Впереди же всех, между Витихисом и Гильдебрандом, спокойно и уверенно двигались три могучие фигуры, высокие, сильные и красивые гиганты, в полном вооружении, при виде которых Амаласунта громко вскрикнула:
— Балты… Здесь…
Цетегус никогда не видел трех герцогов, ближайших свойственников королевской династии, но он понял по выражению лица Амаласунты и Кассиодора серьезность положения и кинулся навстречу опасности.
— Ни шагу дальше, дерзновенные! — повелительно крикнул он. — Не нарушайте уважения к королеве. Она не желает никого видеть…
Префект Рима привык повелевать толпой, привык встречать почтение и уважение, внушаемое его могучей личностью. Но на собравшихся здесь германцев личность римлянина особого впечатления не произвела.
Громкий раскатистый хохот ответил Цетегусу и чей-то грубый голос крикнул из глубины зала:
— Если дочь Теодорика допускает к себе римлян, интриганов, то допустить честных готов ей и бог велел…
Смертельная бледность покрыла лицо Амаласунты. Этот насмешливый голос неведомого простолюдина уязвил ее больше, чем самое жестокое оскорбление.
Старый Гильдебранд понял чувства гордой женщины. Обернувшись к толпе, он крикнул повелительно:
— Тише, братья готы… Оскорблять женщину и королеву вдвойне недостойно честного германского воина… Не мешайте нам переговорить с дочерью Теодорика и ожидайте здесь ее решения.
— Да, друзья мои, — отозвался герцог Тулун в свою очередь. — Имейте терпение… Через полчаса мы сообщим вам ответ нашей кузины и спросим ваше мнение.
— Да здравствуют благородные Балты… Ура герцогу Тулуну… Ура храброму Иббо… Смелому Пизо, — ура… Выслушай наших герцогов, государыня… Исполни желание народное…
Все эти возгласы слились в один оглушительный крик, когда три герцога переступили порог тронной залы в сопровождении старика Гильдебранда, Хильдебада, брата Тотиллы, мрачного Тейи и всегда спокойного и энергичного Витихиса.
Эти семь человек остановились перед троном Теодорика, на котором осталась сидеть прекрасная, величественная и бледная женщина, в длинных траурных одеждах, с золотой короной на темно-русых волосах.
Двери затворились за вошедшими.
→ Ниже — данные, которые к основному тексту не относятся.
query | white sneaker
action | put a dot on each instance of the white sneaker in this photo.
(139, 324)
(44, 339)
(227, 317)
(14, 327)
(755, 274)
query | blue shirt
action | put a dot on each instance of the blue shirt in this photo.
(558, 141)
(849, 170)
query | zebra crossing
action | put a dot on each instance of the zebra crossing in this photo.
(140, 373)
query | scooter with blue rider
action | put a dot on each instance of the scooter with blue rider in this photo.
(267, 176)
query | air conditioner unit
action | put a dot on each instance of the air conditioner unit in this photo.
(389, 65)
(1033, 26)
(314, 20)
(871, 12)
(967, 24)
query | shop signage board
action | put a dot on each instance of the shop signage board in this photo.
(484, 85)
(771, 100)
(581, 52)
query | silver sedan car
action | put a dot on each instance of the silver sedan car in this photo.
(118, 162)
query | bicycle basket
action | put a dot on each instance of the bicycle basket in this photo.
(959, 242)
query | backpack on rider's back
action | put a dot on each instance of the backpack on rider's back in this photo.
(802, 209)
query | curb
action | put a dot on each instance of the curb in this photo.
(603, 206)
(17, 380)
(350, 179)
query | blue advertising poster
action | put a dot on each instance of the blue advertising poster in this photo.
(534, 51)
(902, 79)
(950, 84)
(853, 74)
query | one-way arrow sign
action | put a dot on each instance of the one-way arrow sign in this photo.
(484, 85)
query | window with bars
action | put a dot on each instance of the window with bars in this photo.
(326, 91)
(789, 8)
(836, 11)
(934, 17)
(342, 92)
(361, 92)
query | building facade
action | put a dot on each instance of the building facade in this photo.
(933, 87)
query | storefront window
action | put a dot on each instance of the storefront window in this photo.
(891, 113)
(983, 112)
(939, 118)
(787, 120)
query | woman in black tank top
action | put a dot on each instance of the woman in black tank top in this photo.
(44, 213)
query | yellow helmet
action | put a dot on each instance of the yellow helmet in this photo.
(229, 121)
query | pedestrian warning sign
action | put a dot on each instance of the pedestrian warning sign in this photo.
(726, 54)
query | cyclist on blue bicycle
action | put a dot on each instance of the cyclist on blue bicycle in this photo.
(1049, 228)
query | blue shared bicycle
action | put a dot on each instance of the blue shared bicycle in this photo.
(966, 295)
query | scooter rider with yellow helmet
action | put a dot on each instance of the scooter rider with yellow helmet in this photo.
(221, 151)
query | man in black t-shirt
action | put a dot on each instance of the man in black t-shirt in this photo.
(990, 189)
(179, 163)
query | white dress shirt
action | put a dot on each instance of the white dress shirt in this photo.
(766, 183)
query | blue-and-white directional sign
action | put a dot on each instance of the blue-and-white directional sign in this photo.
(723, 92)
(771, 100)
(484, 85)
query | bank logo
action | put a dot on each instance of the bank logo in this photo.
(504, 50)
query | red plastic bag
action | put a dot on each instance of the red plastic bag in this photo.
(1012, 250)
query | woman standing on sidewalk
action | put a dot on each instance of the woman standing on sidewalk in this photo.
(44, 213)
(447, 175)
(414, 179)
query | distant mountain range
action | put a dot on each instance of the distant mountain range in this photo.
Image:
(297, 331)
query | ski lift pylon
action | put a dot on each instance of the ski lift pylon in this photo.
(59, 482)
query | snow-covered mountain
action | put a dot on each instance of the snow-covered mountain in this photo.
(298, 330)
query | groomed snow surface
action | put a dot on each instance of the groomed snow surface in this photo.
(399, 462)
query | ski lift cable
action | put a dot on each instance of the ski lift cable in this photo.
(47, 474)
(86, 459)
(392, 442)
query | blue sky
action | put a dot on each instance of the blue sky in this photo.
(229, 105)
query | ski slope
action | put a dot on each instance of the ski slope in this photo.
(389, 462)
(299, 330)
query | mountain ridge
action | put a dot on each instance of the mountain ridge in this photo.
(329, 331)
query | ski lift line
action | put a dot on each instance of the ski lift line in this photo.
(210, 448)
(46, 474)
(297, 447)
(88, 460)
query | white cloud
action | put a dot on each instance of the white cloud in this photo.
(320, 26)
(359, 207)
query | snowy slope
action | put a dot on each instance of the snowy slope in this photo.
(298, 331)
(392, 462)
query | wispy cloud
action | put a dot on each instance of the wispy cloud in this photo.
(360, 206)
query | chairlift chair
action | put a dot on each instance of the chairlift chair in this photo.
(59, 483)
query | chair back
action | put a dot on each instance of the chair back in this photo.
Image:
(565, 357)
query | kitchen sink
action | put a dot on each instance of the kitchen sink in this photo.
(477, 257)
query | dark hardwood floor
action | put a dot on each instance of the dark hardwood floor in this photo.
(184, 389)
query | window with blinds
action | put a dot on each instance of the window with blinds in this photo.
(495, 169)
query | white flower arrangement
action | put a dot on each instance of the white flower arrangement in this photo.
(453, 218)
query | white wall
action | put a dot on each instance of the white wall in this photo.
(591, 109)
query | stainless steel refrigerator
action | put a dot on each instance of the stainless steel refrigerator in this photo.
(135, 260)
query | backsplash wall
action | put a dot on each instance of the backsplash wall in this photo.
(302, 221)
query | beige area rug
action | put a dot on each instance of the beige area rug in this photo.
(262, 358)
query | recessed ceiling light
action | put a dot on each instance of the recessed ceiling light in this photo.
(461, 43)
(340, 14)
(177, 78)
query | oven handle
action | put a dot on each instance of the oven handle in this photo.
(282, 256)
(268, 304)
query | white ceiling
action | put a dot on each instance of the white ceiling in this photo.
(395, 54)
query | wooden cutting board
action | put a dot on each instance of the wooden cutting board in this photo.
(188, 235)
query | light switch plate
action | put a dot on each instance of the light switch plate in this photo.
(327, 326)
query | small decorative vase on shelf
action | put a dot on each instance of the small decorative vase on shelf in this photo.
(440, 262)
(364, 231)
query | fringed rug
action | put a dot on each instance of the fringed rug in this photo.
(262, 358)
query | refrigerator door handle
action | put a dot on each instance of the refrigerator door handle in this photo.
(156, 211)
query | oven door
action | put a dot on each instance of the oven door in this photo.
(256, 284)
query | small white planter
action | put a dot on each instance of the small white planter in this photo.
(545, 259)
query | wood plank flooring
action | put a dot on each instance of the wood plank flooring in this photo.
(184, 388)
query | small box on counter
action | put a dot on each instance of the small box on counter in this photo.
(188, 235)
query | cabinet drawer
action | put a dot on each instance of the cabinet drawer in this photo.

Оставшаяся за дверьми толпа послушно затихла, ожидая окончания беседы своих вождей с той, которую одна половина народа еще признавала государыней, другая же готова была счесть римской прислужницей, изменившей своему народу. Покровительствуя человеку, которого всей душой ненавидели готы, Амаласунта страшно повредила себе. Непогрешимый инстинкт темной народной массы чувствует правду там, где разум образованных и мудрость ученых даже не подозревают страшной действительности. Несмотря на полное отсутствие не только улик, но даже указаний на роковую истину, германский народ, так же как и готская дружина Аталариха, твердо верил в причастность префекта Рима к смерти молодого короля, того самого префекта, которого граф Тейя открыто обвинил в измене.